[Python-Dev] Re: new bytecode results

Fri, 28 Feb 2003 12:00:09 -0500

> >>c) ordering cases in the switch statements by usage frequency
> >>    (using average opcode usage frequencs obtained by
> >>    instrumenting the interpreter)
> >
> > I might try a little simulated annealing to generate layouts with high
> > frequency opcodes near the front and coorcurring opcodes near each
> > other.
>
> I did that by hand, sort of :-) The problem is that the
> scoring phases takes rather long, so you better start with
> a good guess.

Im wondering what good scoring scheme would look like.

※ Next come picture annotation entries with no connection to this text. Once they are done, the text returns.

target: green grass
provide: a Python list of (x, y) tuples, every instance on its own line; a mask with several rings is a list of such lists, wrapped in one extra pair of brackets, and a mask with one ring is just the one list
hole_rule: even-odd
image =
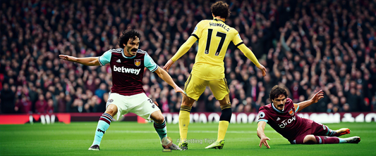
[[(217, 124), (190, 124), (189, 143), (186, 151), (163, 152), (152, 124), (112, 122), (101, 143), (100, 151), (89, 151), (97, 122), (73, 122), (23, 125), (0, 125), (0, 155), (376, 155), (376, 123), (326, 124), (332, 129), (348, 127), (359, 136), (359, 144), (291, 145), (269, 126), (265, 134), (270, 138), (270, 149), (260, 148), (256, 123), (231, 124), (224, 149), (204, 149), (206, 139), (216, 139)], [(168, 124), (168, 134), (174, 143), (178, 126)], [(199, 141), (202, 143), (198, 143)]]

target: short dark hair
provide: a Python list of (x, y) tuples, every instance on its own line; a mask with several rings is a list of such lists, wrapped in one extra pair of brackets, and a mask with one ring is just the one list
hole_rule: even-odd
[(212, 5), (210, 7), (212, 9), (212, 13), (214, 16), (220, 16), (223, 18), (227, 18), (230, 13), (230, 10), (229, 10), (229, 4), (223, 1), (217, 1)]
[(140, 39), (141, 34), (134, 30), (127, 29), (124, 30), (123, 34), (119, 37), (119, 46), (123, 48), (125, 47), (123, 44), (126, 44), (129, 39), (134, 40), (137, 37)]
[(273, 100), (279, 97), (281, 95), (284, 95), (286, 98), (287, 98), (287, 91), (286, 91), (285, 89), (279, 86), (278, 85), (275, 85), (270, 91), (269, 98), (271, 101), (273, 101)]

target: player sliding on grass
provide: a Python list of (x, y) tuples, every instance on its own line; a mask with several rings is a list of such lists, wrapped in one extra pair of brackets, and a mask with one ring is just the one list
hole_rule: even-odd
[(167, 71), (172, 64), (184, 55), (192, 45), (198, 40), (195, 65), (190, 76), (186, 82), (183, 100), (179, 112), (179, 130), (182, 150), (188, 149), (187, 133), (189, 125), (190, 109), (195, 100), (209, 86), (221, 105), (222, 114), (218, 126), (217, 141), (205, 148), (222, 149), (224, 144), (224, 136), (231, 118), (231, 103), (229, 96), (229, 90), (224, 78), (224, 59), (230, 42), (233, 42), (244, 55), (266, 75), (266, 69), (259, 63), (253, 53), (243, 43), (238, 31), (224, 23), (229, 16), (229, 5), (217, 1), (211, 7), (213, 20), (201, 20), (195, 28), (192, 35), (180, 47), (176, 53), (167, 62), (164, 68)]
[[(183, 93), (172, 80), (169, 73), (161, 69), (145, 51), (138, 49), (140, 34), (133, 30), (123, 32), (119, 39), (121, 48), (111, 49), (99, 57), (75, 58), (60, 55), (66, 60), (85, 65), (104, 65), (109, 63), (112, 71), (112, 88), (107, 103), (106, 112), (98, 122), (91, 150), (99, 150), (104, 132), (109, 128), (112, 117), (117, 120), (128, 112), (154, 120), (154, 127), (159, 136), (164, 148), (180, 150), (178, 146), (167, 140), (166, 122), (161, 110), (147, 98), (142, 88), (144, 68), (154, 72), (171, 85), (176, 92)], [(162, 139), (164, 141), (162, 141)]]
[(257, 136), (261, 139), (260, 148), (262, 145), (270, 148), (267, 142), (267, 140), (270, 139), (264, 134), (267, 123), (291, 144), (358, 143), (360, 141), (359, 136), (338, 138), (350, 134), (348, 129), (333, 131), (325, 125), (296, 115), (297, 112), (324, 98), (322, 91), (315, 93), (309, 100), (295, 104), (287, 98), (287, 92), (284, 89), (274, 86), (270, 91), (269, 98), (272, 103), (261, 107), (258, 113)]

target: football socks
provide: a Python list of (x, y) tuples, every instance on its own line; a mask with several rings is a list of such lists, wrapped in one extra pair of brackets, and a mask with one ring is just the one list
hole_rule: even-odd
[(92, 145), (100, 145), (103, 134), (104, 134), (106, 130), (109, 129), (111, 119), (112, 117), (110, 115), (107, 113), (103, 113), (103, 115), (102, 115), (99, 121), (98, 122), (98, 125), (97, 126), (97, 130), (95, 131), (95, 136), (94, 137)]
[(339, 139), (337, 137), (328, 137), (322, 136), (315, 136), (317, 144), (339, 143)]
[(188, 127), (190, 121), (190, 112), (192, 107), (181, 105), (179, 112), (179, 132), (181, 143), (187, 140)]
[(221, 110), (222, 114), (219, 117), (219, 124), (218, 125), (218, 138), (217, 138), (217, 141), (220, 141), (224, 139), (226, 131), (227, 131), (227, 128), (229, 127), (229, 123), (231, 119), (231, 103), (229, 103), (225, 105), (221, 106)]
[(224, 136), (226, 135), (226, 131), (227, 131), (227, 127), (229, 127), (229, 122), (227, 121), (219, 121), (219, 124), (218, 125), (218, 138), (217, 141), (220, 141), (224, 139)]
[(154, 128), (159, 136), (159, 138), (162, 139), (164, 137), (167, 137), (167, 129), (166, 128), (166, 120), (164, 120), (162, 124), (154, 122)]

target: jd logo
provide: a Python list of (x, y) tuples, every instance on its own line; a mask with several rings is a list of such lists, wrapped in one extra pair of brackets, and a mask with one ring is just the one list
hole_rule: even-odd
[(99, 131), (99, 132), (102, 132), (102, 133), (104, 134), (104, 131), (102, 131), (102, 130), (100, 130), (99, 129), (98, 129), (98, 130), (97, 130), (97, 131)]

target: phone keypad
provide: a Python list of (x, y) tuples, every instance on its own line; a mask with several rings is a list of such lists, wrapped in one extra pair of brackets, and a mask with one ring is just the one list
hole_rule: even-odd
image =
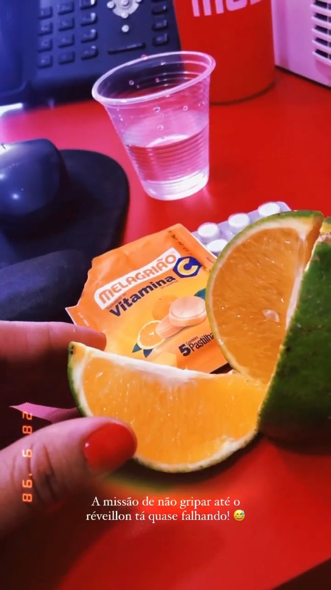
[(53, 63), (52, 55), (39, 55), (38, 58), (38, 68), (49, 68)]
[(82, 43), (87, 43), (88, 41), (95, 41), (98, 37), (98, 34), (95, 29), (90, 29), (89, 31), (84, 31), (81, 36), (81, 41)]
[(41, 19), (42, 18), (51, 18), (52, 16), (53, 9), (51, 6), (39, 9), (38, 17)]
[(97, 0), (80, 0), (80, 8), (81, 10), (85, 8), (92, 8), (96, 4)]
[(38, 51), (51, 51), (53, 48), (53, 41), (52, 39), (42, 38), (38, 39)]
[(72, 33), (61, 35), (58, 40), (58, 47), (68, 47), (71, 45), (74, 45), (74, 42), (75, 35)]
[(90, 12), (90, 14), (84, 14), (81, 19), (81, 26), (85, 27), (87, 25), (93, 25), (97, 22), (98, 17), (95, 12)]
[(75, 9), (75, 4), (73, 0), (69, 2), (62, 2), (59, 4), (58, 14), (68, 14), (68, 12), (73, 12)]
[(42, 21), (39, 25), (38, 35), (50, 35), (53, 32), (53, 23), (48, 21)]
[[(152, 18), (152, 35), (148, 43), (140, 42), (139, 38), (132, 38), (131, 34), (131, 31), (137, 30), (133, 13), (140, 10), (139, 5), (145, 4), (147, 0), (135, 0), (134, 4), (131, 0), (118, 0), (117, 2), (111, 0), (102, 1), (110, 9), (110, 11), (114, 12), (114, 18), (118, 21), (118, 32), (123, 35), (123, 43), (119, 42), (118, 37), (112, 39), (112, 35), (110, 35), (110, 45), (105, 48), (109, 55), (135, 51), (141, 55), (144, 50), (148, 53), (151, 42), (154, 47), (169, 44), (167, 30), (171, 15), (168, 0), (151, 0), (149, 11)], [(39, 0), (39, 3), (43, 5), (40, 6), (38, 13), (39, 38), (37, 48), (38, 68), (51, 67), (54, 63), (62, 65), (97, 57), (99, 50), (96, 42), (100, 35), (95, 9), (101, 8), (101, 0), (57, 0), (56, 2), (48, 0), (48, 6), (45, 5), (48, 4), (46, 0)], [(131, 10), (134, 5), (135, 9)], [(119, 13), (120, 8), (121, 10)], [(125, 20), (123, 21), (124, 18)], [(54, 32), (57, 34), (55, 38)]]
[(64, 51), (59, 55), (58, 63), (60, 65), (63, 64), (71, 64), (75, 61), (75, 57), (74, 51)]
[(97, 55), (97, 48), (95, 45), (91, 45), (90, 47), (84, 49), (81, 57), (82, 60), (90, 60), (92, 57), (96, 57)]
[(157, 35), (153, 38), (153, 45), (166, 45), (169, 41), (169, 35), (167, 33), (161, 33), (160, 35)]

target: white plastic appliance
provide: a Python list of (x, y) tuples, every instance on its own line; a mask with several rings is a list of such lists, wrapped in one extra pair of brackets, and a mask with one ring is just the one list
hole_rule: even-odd
[(277, 65), (331, 87), (331, 0), (272, 0)]

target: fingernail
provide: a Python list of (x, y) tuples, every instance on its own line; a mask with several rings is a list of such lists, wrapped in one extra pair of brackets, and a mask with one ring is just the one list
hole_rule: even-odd
[(84, 453), (90, 468), (96, 473), (110, 473), (123, 465), (135, 452), (132, 431), (120, 422), (112, 422), (91, 432)]

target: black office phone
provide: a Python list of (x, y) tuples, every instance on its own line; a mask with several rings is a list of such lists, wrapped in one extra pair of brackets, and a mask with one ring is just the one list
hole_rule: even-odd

I tried a scoring scheme in which layouts were scored thusly:

for (i = 0; i < MAXOP; i++)
    for (j = 0; j < MAXOP; j++)
        score += pairfreq[layout[i]][layout[j]] * (i < j ? j-i : i-j)

This works fine, but Im thinking that a simpler scoring scheme which looks
only at the frequencies of adjacent ops might be sufficient, and would
certainly be faster.

for (i = 1; i < MAXOP; i++)
    score += pairfreq[layout[i-1]][layout[i]]

The idea is that while caches favour locality of reference, because a cache
line is finite in size and relatively small (16 or 64 bytes), there arent
any long-range effects. In other words, caches favour adjacency of reference
rather than locality of reference.